Hélas de tels événements ne passent pas longtemps inaperçus. Un certain Robert Smith, affligé d'un vilain psoriasis qui, grâce aux bons soins de Stella, a miraculeusement disparu, ne trouve rien de mieux à faire que d'aller à confesse et de tout raconter au père James Brown, un ancien des Navy Seals reconverti dans la prêtrise. Ce dernier en est tellement troublé —vous pensez, un miracle dans sa paroisse — qu'il s'en remet aussitôt à sa hiérarchie. L'affaire remonte jusqu'au Vatican, où on s'enthousiasme déjà à l'idée de sanctifier la jeune élue, sauf qu'à y regarder de plus près, le CV de la future sainte a de quoi affoler le dogme catholique. Mais comment donc ?! Une vulgaire putain ?!
Le Saint-Père indigné décide de lancer ses sbires aux trousses de la belle afin d'étouffer ce scandale sous une juste omerta religieuse...
Deux anges du ciel, ou plutôt deux démons sortis tout droits des entrailles de l'Enfer, sont dès lors missionnés pour transformer l'infâme créature en martyre et sainte dûment assermentés par l'Église. Elle n'a pourtant rien demandé, et se serait sans doute volontiers passée d'une telle grâce. Les anges désignés, ce sont les affreux frères Bronski, deux jumeaux sans pitié, Billie et Mike, infatigables tueurs à gages d'une efficacité redoutable qui comptent déjà à leur actif 1.239 âmes...

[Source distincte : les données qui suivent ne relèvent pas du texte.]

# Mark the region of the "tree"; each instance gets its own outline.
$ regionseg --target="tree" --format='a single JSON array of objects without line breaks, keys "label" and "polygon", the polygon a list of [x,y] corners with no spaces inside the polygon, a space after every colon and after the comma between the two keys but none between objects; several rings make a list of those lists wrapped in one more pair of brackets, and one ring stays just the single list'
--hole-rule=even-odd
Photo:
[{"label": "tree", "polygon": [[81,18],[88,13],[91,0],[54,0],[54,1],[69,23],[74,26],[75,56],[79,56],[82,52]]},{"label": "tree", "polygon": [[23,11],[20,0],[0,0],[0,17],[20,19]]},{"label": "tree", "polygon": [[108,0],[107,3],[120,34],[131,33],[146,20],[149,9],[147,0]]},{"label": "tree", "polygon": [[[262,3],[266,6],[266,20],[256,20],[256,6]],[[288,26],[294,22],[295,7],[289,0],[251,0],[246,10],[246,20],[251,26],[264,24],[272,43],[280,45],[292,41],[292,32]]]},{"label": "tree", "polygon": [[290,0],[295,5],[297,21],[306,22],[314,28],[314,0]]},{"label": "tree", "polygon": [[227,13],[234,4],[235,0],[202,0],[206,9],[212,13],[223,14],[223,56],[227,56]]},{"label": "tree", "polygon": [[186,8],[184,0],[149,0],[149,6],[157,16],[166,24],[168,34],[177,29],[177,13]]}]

Quand le malheureux prêtre, James Brown, retiré dans sa modeste paroisse au fin fond de l'État de Géorgie, réalise qu'il a commis une grosse, une très grosse gaffe, il décide de se racheter auprès de la belle Stella. Pour lui il n'y a désormais pas d'autre choix que de l'aider à fuir. Dans le même temps, un certain Luis Molina, du magazine Savannah News, mis au courant de l'événement et qui veut faire de cette affaire le prochain prix Pulitzer pour le journal, se lance aux trousses de la belle équipée...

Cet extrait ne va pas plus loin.